BOSTON/NEW YORK (Reuters) - Before hiring star bond fund manager Bill Gross last month, Janus Capital Group Inc JNS.N Chief Executive Dick Weil took care to check with the bond chief he already had, Gibson Smith.
Smith said he has embraced the idea, despite concerns in the industry that Gross may not be enough of a team player. Smith said on Tuesday he plans to stay at Janus, with his team intact, after Weil said continuity was important.
Weil “wanted to maintain what we have built and not do anything disruptive,” Smith said.
“This is good for the Janus fixed-income business and good for Janus as a whole,” Smith said of Gross’ move in a telephone interview.
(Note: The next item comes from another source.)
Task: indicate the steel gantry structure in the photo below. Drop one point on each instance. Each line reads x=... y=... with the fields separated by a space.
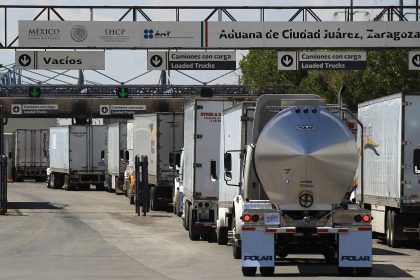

Smith said he expects to talk about markets with the one-time Pimco leader. But they will be about 1,000 miles apart.
The two will operate two distinct business units, with Gross operating out of a Newport Beach, California office, which Smith called “Janus West.” Smith works from Janus headquarters in Denver. Pimco is headquartered in Newport Beach.
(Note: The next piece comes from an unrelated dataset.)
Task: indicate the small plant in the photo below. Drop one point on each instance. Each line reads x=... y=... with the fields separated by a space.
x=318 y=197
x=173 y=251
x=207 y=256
The comments from Smith are among his first since Gross’s arrival and could reduce concerns voiced by some investors that the famously outspoken Gross could spark a culture clash at Janus, which emphasizes teamwork over star power.
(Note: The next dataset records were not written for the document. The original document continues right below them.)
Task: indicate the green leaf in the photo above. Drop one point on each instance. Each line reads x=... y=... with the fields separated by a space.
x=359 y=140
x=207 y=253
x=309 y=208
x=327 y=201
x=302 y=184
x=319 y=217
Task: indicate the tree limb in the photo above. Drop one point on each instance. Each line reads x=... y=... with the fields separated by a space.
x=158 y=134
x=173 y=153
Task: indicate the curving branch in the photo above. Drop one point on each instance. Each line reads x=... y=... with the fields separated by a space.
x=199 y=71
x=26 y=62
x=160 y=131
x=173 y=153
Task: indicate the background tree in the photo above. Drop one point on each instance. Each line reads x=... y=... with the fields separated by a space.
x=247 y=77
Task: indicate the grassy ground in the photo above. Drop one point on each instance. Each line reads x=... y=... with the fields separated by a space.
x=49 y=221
Gross’s surprise jump to Janus triggered heavy outflows at Pimco, which he co-founded. Even more money could be pulled from Pimco as pension funds and other large investors review whether to move their money.
Pimco said its Total Return fund, which Gross personally managed for 27 years, saw $23.5 billion in withdrawals in September.
As of June 30 Janus had $178 billion under management including $31.4 billion in fixed income products. With actively managed equity funds out of favor, Weil has put a new emphasis on bonds, which accounted for just $5.5 billion of company assets in 2008.
Janus shares ended regular trading on Tuesday at $14.40, or 30 percent higher than their close on Sept 25, just before the hiring of Gross was announced.
Smith said Gross will fit in well, developing macro products distinct from Janus’ current bond funds focused on fundamental research. Gross is taking over a young fund, the Janus Global Unconstrained Bond Fund JUCAX.O, which Smith called “the perfect product to move to him” as a vehicle for new investors.
Meanwhile ideas that once would have gone to the fund will stay within other products managed by Smith’s 30-person team.
Smith said he expects more volatility as traders speculate on the timing of the Federal Reserve’s first interest rate increase. He also worries a dollar rally that began this summer could hurt domestic exporters.
He said he has tried to play defense across some funds, such as scaling back exposure to corporate bonds and adding 10-year and 30-year Treasuries and short-dated debt.
When it came to adding Gross, Smith said Weil liked the idea. “Dick came to me in a very open, transparent and supportive fashion presenting this as a possibility,” Smith said of Weil.
“How this will be good for me and my team, he (Weil) has been very consistent on these points,” Smith said.